Translated dataset successfully created!


### ML model

In [None]:
"""
from transformers import MarianMTModel, MarianTokenizer

# Load pre-trained translation model (Sinhala → English)
model_name = "Helsinki-NLP/opus-mt-si-en"
tokenizer = MarianTokenizer.from_pretrained(model_name)
model = MarianMTModel.from_pretrained(model_name)

def translate_sinhala(text):
    inputs = tokenizer(text, return_tensors="pt", padding=True, truncation=True)
    translated_tokens = model.generate(**inputs)
    return tokenizer.decode(translated_tokens[0], skip_special_tokens=True)

# Apply translation to Sinhala reviews
final_df["../Data/google_API/translated_review"] = final_df["review_text"].apply(translate_sinhala)

# Save the dataset
final_df.to_csv("translated_reviews.csv", index=False)

"""

'\nfrom transformers import MarianMTModel, MarianTokenizer\n\n# Load pre-trained translation model (Sinhala → English)\nmodel_name = "Helsinki-NLP/opus-mt-si-en"\ntokenizer = MarianTokenizer.from_pretrained(model_name)\nmodel = MarianMTModel.from_pretrained(model_name)\n\ndef translate_sinhala(text):\n    inputs = tokenizer(text, return_tensors="pt", padding=True, truncation=True)\n    translated_tokens = model.generate(**inputs)\n    return tokenizer.decode(translated_tokens[0], skip_special_tokens=True)\n\n# Apply translation to Sinhala reviews\nfinal_df["translated_review"] = final_df["review_text"].apply(translate_sinhala)\n\n# Save the dataset\nfinal_df.to_csv("translated_reviews.csv", index=False)\n\n'

In [7]:
import pandas as pd

# Load the translated dataset
df = pd.read_csv("../Data/google_API/translated_reviews.csv")

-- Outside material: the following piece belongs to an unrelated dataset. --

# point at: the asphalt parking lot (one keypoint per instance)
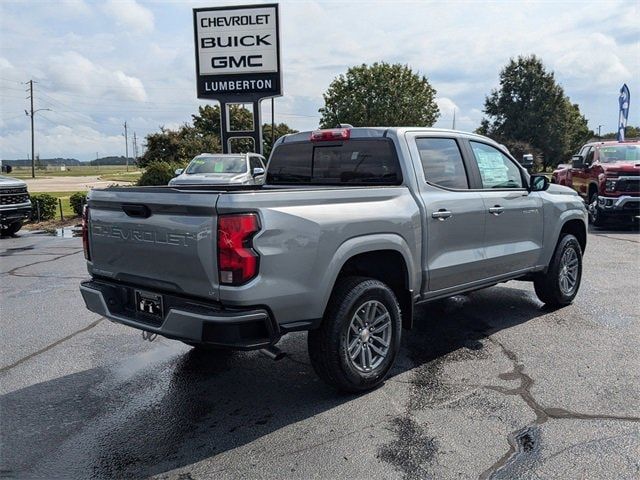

# Rename the translated column to 'text'
df.rename(columns={"translated_review": "text"}, inplace=True)

# Select required columns
final_df = df[["ID", "product_type", "size", "text", "rating"]]

# Save the new CSV file
final_df.to_csv("../Data/google_API/reviews.csv", index=False)

print("Review dataset successfully created!")


Review dataset successfully created!